A partire dal 7 ottobre gli Houthi hanno intensificato i loro lanci di missili sulle navi in transito come ritorsione contro Israele e a sostegno di Hamas dopo l’inizio della guerra nella Striscia di Gaza: in questo modo stanno rendendo quel tratto di mare sempre più insicuro. Un mese fa hanno anche sequestrato una nave mercantile, la Galaxy Leader. I loro attacchi si concentrano soprattutto contro navi israeliane e statunitensi, e spesso sono intercettati dalle marine americana e britannica presenti nell’area. Nonostante questo ci sono rischi anche per le altre navi, come hanno dimostrato alcuni attacchi negli ultimi giorni, quando alcune navi cargo sono state colpite da missili da crociera. Nel weekend i vertici militari statunitensi e britannici hanno dichiarato di avere abbattuto nell’area circa 15 droni, mentre gli ultimi attacchi andati a segno hanno colpito una nave norvegese e una panamense senza apparenti legami con Israele.

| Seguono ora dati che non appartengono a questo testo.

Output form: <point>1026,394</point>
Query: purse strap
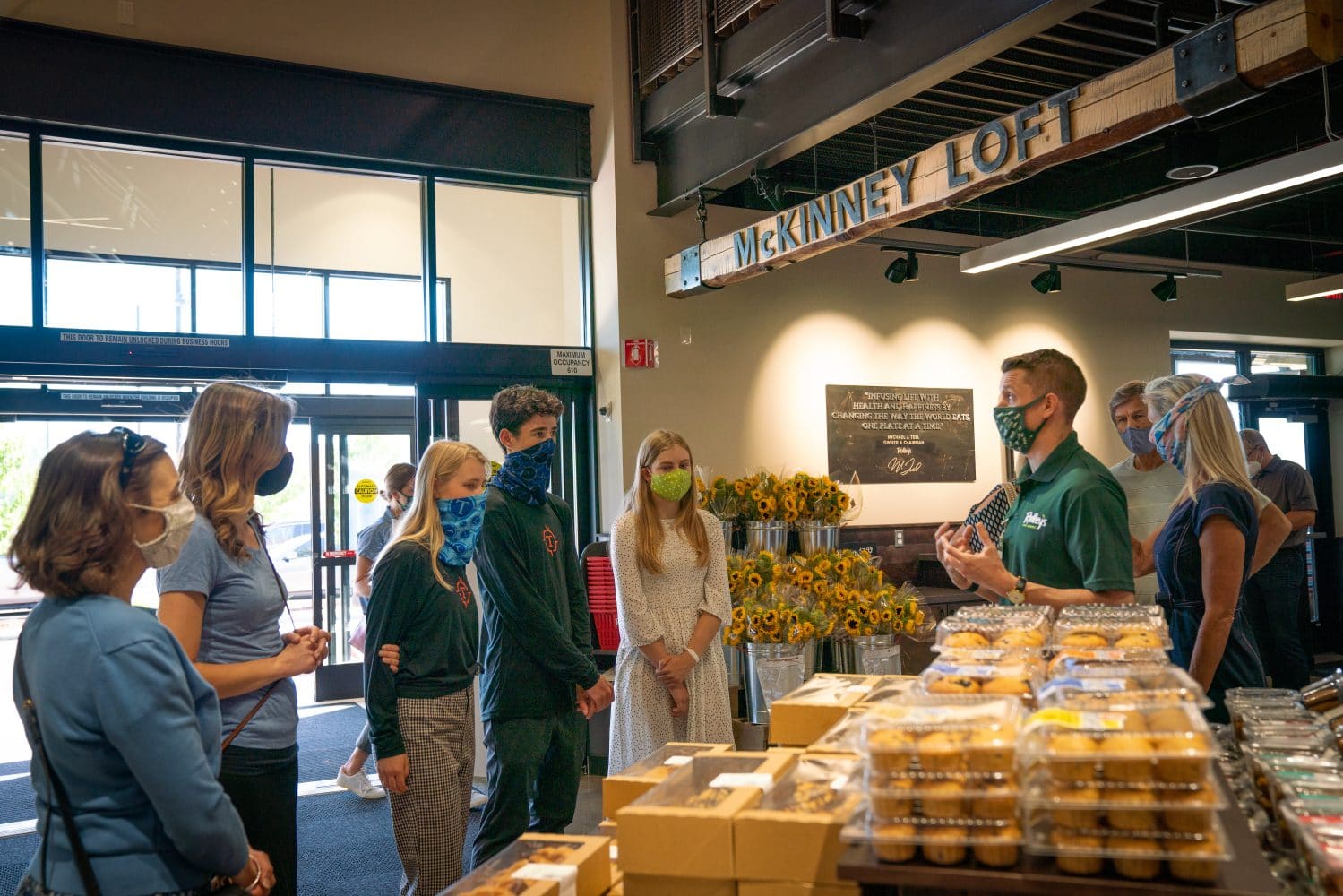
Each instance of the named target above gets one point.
<point>284,597</point>
<point>67,815</point>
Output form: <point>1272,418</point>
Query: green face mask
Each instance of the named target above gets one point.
<point>1012,426</point>
<point>670,485</point>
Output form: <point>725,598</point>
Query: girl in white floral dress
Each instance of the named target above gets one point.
<point>672,598</point>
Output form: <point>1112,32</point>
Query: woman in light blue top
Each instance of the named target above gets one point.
<point>225,602</point>
<point>115,696</point>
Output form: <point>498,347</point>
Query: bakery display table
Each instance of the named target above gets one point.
<point>1246,874</point>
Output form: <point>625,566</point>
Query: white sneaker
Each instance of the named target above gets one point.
<point>358,785</point>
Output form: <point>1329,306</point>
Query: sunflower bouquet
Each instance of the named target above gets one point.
<point>778,614</point>
<point>718,495</point>
<point>763,497</point>
<point>822,500</point>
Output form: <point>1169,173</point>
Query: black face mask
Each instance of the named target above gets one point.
<point>274,479</point>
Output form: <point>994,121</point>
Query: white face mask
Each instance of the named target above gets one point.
<point>177,519</point>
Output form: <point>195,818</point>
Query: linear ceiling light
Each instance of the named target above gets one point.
<point>1197,202</point>
<point>1319,288</point>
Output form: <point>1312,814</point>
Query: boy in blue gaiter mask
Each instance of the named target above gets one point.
<point>538,684</point>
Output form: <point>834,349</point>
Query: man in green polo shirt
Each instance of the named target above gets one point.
<point>1066,536</point>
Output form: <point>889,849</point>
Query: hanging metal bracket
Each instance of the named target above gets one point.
<point>1206,80</point>
<point>839,26</point>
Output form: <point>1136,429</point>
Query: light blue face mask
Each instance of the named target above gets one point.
<point>461,520</point>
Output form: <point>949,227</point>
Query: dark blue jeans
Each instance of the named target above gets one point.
<point>1273,599</point>
<point>1240,665</point>
<point>263,785</point>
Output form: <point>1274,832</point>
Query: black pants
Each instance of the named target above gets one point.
<point>533,770</point>
<point>263,785</point>
<point>1273,603</point>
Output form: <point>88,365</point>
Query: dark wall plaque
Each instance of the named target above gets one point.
<point>896,435</point>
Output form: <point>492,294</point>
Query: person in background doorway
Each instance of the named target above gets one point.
<point>131,728</point>
<point>1203,551</point>
<point>398,489</point>
<point>538,684</point>
<point>1066,536</point>
<point>672,595</point>
<point>1276,595</point>
<point>423,715</point>
<point>223,599</point>
<point>1152,487</point>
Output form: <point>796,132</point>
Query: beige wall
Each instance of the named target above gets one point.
<point>748,389</point>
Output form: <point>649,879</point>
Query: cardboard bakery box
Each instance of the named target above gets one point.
<point>650,885</point>
<point>804,715</point>
<point>630,783</point>
<point>551,864</point>
<point>683,828</point>
<point>794,831</point>
<point>791,888</point>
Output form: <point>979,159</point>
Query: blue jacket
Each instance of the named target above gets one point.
<point>133,732</point>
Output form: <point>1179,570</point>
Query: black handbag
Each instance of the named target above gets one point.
<point>29,711</point>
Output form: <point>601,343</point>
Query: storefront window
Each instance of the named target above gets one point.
<point>15,234</point>
<point>124,228</point>
<point>514,265</point>
<point>363,231</point>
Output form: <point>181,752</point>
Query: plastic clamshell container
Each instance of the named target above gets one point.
<point>1135,632</point>
<point>936,735</point>
<point>943,841</point>
<point>978,633</point>
<point>1135,855</point>
<point>1012,677</point>
<point>1098,685</point>
<point>794,833</point>
<point>1319,837</point>
<point>1130,745</point>
<point>535,864</point>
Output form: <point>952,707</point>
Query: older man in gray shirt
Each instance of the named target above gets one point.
<point>1275,597</point>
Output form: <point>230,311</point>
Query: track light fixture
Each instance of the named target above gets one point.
<point>904,271</point>
<point>1049,281</point>
<point>1166,290</point>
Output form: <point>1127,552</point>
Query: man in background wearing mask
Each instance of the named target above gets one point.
<point>538,684</point>
<point>1066,536</point>
<point>1149,484</point>
<point>1275,597</point>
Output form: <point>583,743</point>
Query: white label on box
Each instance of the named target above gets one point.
<point>571,362</point>
<point>565,874</point>
<point>756,780</point>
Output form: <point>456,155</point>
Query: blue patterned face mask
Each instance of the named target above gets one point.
<point>527,474</point>
<point>462,520</point>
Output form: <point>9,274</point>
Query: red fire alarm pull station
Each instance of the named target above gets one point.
<point>641,352</point>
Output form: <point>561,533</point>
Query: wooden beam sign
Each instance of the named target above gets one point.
<point>1273,42</point>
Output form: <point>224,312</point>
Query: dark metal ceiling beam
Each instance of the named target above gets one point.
<point>796,89</point>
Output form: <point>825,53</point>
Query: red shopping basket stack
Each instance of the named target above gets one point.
<point>602,600</point>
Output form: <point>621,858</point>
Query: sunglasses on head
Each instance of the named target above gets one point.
<point>132,444</point>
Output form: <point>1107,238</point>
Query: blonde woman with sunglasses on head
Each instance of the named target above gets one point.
<point>107,694</point>
<point>225,602</point>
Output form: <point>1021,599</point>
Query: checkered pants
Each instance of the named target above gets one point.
<point>428,821</point>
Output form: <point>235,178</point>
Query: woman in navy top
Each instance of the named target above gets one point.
<point>225,602</point>
<point>112,688</point>
<point>1203,551</point>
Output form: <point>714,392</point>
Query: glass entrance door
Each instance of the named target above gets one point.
<point>349,461</point>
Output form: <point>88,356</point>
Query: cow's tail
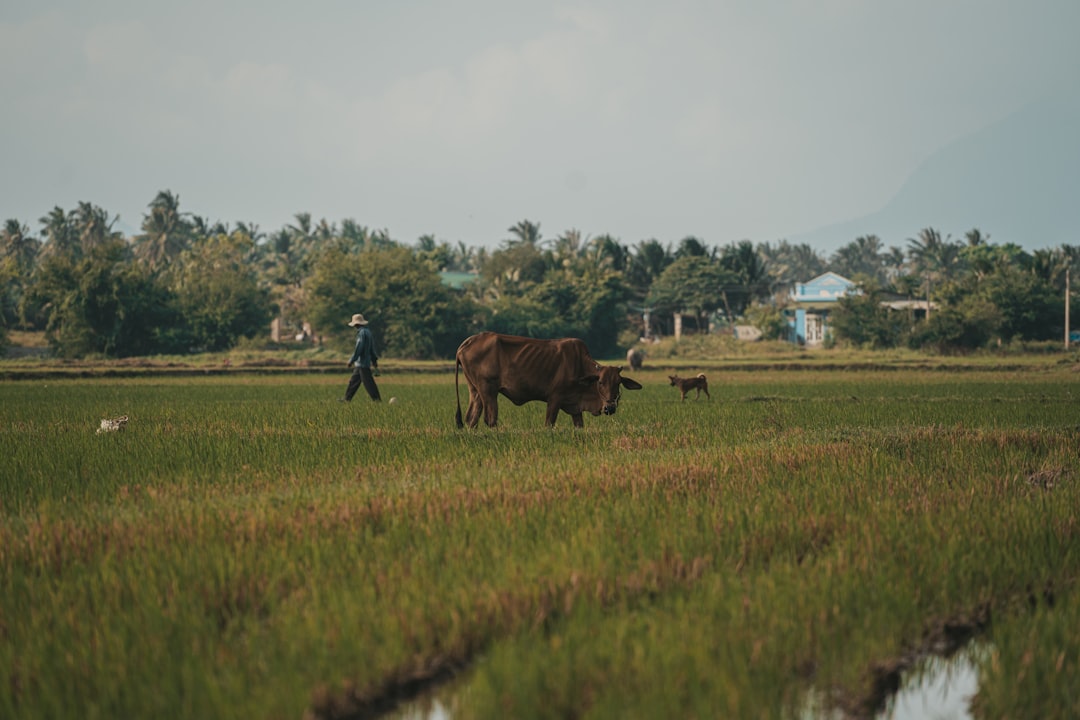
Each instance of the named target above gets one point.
<point>457,394</point>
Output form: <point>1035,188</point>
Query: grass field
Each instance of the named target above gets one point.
<point>250,547</point>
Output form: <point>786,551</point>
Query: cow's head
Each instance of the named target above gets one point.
<point>608,383</point>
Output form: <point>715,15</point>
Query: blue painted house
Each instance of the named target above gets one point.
<point>810,304</point>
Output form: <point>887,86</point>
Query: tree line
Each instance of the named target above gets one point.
<point>185,285</point>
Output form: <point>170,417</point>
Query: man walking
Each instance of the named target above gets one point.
<point>362,362</point>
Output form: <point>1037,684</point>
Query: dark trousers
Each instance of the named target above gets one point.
<point>362,376</point>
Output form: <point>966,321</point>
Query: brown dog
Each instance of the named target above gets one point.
<point>686,384</point>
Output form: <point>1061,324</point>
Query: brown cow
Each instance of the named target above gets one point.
<point>559,372</point>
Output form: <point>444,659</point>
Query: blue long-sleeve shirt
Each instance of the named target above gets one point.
<point>364,354</point>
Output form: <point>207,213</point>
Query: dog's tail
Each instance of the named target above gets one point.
<point>457,394</point>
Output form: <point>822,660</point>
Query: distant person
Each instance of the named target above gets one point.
<point>364,361</point>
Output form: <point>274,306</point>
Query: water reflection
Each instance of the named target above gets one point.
<point>939,688</point>
<point>935,688</point>
<point>423,709</point>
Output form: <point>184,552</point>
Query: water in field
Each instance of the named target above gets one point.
<point>934,689</point>
<point>939,688</point>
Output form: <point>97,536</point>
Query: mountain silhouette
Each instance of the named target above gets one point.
<point>1016,180</point>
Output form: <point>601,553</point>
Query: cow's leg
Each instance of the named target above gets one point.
<point>475,406</point>
<point>489,396</point>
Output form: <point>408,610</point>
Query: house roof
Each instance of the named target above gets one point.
<point>826,287</point>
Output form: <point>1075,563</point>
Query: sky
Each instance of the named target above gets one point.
<point>725,120</point>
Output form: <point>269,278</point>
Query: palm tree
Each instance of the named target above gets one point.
<point>788,265</point>
<point>93,226</point>
<point>934,259</point>
<point>568,247</point>
<point>975,238</point>
<point>166,232</point>
<point>861,257</point>
<point>16,243</point>
<point>61,239</point>
<point>606,252</point>
<point>693,247</point>
<point>525,232</point>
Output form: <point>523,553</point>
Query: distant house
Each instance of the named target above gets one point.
<point>810,304</point>
<point>456,280</point>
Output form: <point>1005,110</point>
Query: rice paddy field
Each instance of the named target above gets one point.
<point>250,547</point>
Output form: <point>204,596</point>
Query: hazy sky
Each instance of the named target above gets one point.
<point>723,119</point>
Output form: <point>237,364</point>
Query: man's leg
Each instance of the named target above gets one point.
<point>369,385</point>
<point>354,381</point>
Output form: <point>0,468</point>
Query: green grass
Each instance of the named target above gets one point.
<point>251,547</point>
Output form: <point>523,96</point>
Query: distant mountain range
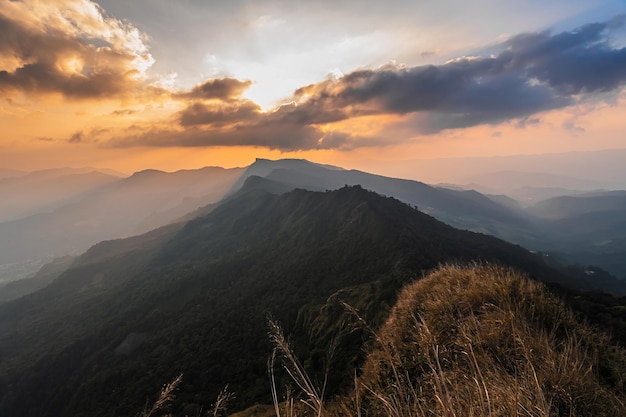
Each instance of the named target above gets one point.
<point>94,206</point>
<point>78,210</point>
<point>193,297</point>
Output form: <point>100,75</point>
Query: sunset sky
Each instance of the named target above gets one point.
<point>164,84</point>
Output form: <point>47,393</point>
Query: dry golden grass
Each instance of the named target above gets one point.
<point>486,341</point>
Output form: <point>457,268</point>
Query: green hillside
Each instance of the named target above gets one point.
<point>132,314</point>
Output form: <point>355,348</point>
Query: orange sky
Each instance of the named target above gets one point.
<point>79,88</point>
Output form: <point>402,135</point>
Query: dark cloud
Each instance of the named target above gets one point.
<point>531,73</point>
<point>219,89</point>
<point>527,74</point>
<point>51,60</point>
<point>219,115</point>
<point>281,136</point>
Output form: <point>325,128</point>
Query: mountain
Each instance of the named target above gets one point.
<point>48,273</point>
<point>122,208</point>
<point>570,206</point>
<point>44,191</point>
<point>464,209</point>
<point>193,298</point>
<point>443,351</point>
<point>589,229</point>
<point>10,173</point>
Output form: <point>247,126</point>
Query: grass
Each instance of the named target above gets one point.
<point>479,341</point>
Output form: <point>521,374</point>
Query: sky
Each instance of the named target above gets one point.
<point>184,84</point>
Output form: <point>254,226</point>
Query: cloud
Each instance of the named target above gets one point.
<point>77,137</point>
<point>523,76</point>
<point>531,73</point>
<point>68,47</point>
<point>219,89</point>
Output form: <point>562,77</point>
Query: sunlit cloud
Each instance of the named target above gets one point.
<point>529,74</point>
<point>69,47</point>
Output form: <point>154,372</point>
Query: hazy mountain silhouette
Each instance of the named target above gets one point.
<point>122,208</point>
<point>193,298</point>
<point>44,191</point>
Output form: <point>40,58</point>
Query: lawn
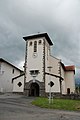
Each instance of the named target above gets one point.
<point>61,104</point>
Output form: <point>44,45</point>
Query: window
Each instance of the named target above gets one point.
<point>13,71</point>
<point>39,42</point>
<point>30,43</point>
<point>19,84</point>
<point>35,46</point>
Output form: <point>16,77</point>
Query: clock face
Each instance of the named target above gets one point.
<point>34,55</point>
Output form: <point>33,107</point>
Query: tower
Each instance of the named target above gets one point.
<point>36,60</point>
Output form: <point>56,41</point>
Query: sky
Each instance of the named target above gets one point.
<point>59,18</point>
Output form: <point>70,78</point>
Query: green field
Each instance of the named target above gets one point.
<point>61,104</point>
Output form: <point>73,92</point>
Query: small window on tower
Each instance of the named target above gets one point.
<point>35,46</point>
<point>40,42</point>
<point>30,44</point>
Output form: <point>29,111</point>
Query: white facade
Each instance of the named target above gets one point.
<point>18,84</point>
<point>38,58</point>
<point>7,72</point>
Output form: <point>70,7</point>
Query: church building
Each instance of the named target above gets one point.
<point>41,68</point>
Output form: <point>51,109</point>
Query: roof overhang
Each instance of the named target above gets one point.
<point>39,36</point>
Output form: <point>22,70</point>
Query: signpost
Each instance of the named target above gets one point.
<point>51,84</point>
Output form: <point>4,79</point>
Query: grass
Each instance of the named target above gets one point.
<point>61,104</point>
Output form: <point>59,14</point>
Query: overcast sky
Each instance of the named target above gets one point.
<point>59,18</point>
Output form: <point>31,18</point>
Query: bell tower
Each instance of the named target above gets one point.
<point>36,58</point>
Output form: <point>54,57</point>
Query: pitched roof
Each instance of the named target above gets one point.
<point>38,36</point>
<point>70,68</point>
<point>2,60</point>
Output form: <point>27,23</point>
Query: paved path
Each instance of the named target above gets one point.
<point>18,107</point>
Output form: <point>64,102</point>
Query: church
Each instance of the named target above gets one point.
<point>41,68</point>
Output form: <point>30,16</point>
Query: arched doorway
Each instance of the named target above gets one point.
<point>34,89</point>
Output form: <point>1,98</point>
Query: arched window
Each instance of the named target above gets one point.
<point>35,46</point>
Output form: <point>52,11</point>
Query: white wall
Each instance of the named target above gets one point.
<point>6,78</point>
<point>34,63</point>
<point>16,88</point>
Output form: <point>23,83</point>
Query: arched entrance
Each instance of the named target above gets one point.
<point>34,89</point>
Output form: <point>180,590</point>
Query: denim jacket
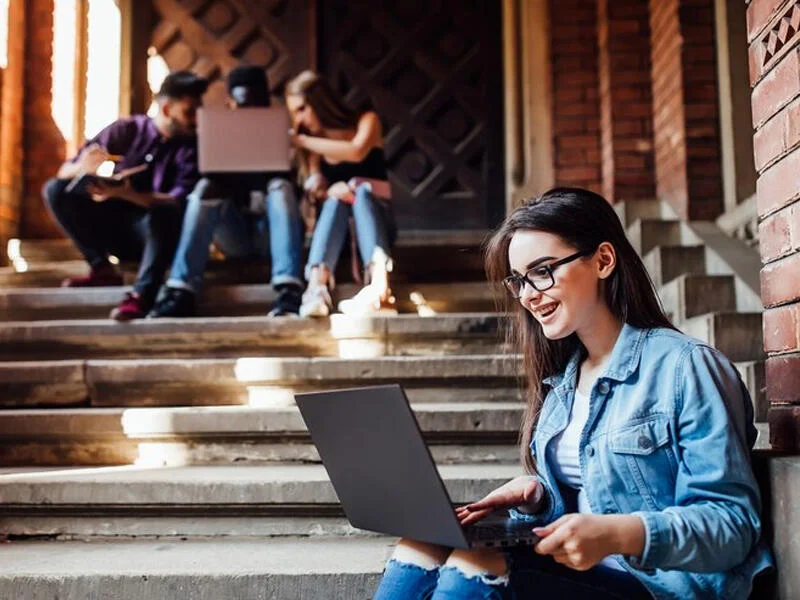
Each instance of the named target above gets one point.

La missione navale internazionale ha come obiettivo evitare che la situazione nella zona diventi più difficoltosa per il traffico mercantile.
Lo stretto di Bab al Mandeb controlla l’accesso sud al mar Rosso, ed è uno dei luoghi di trasporto marittimo più strategici del mondo: vi passa circa il 12 per cento delle merci mondiali e circa il 30 per cento del traffico dei container. Se il mar Rosso dovesse essere bloccato, potrebbero esserci ritardi e aumenti delle spese con conseguenze importanti sui commerci. Per quel che riguarda il petrolio, passa dal mar Rosso circa il dieci per cento del greggio mondiale: le navi provenienti dall’Arabia Saudita riforniscono anche l’oleodotto SUMED, che parte da Ain Sokhna, vicino a Suez, e arriva vicino ad Alessandria, sul Mediterraneo, costituendo un’alternativa al transito nel canale di Suez.
Al momento i sistemi di tracciamento satellitare delle navi mostrano che il mar Rosso è ancora abbastanza trafficato. Ma alcune navi – soprattutto quelle israeliane che sono le più bersagliate – hanno già iniziato a evitare quella tratta: l’unico modo per farlo è circumnavigare l’Africa, cosa che comporta un enorme ritardo di navigazione, con viaggi che durano circa il 30 per cento in più. Viaggi più lunghi implicano costi maggiori per il carburante ma anche a livello assicurativo, con possibili aumenti dei prezzi delle merci trasportate, oltre che ritardi nelle consegne.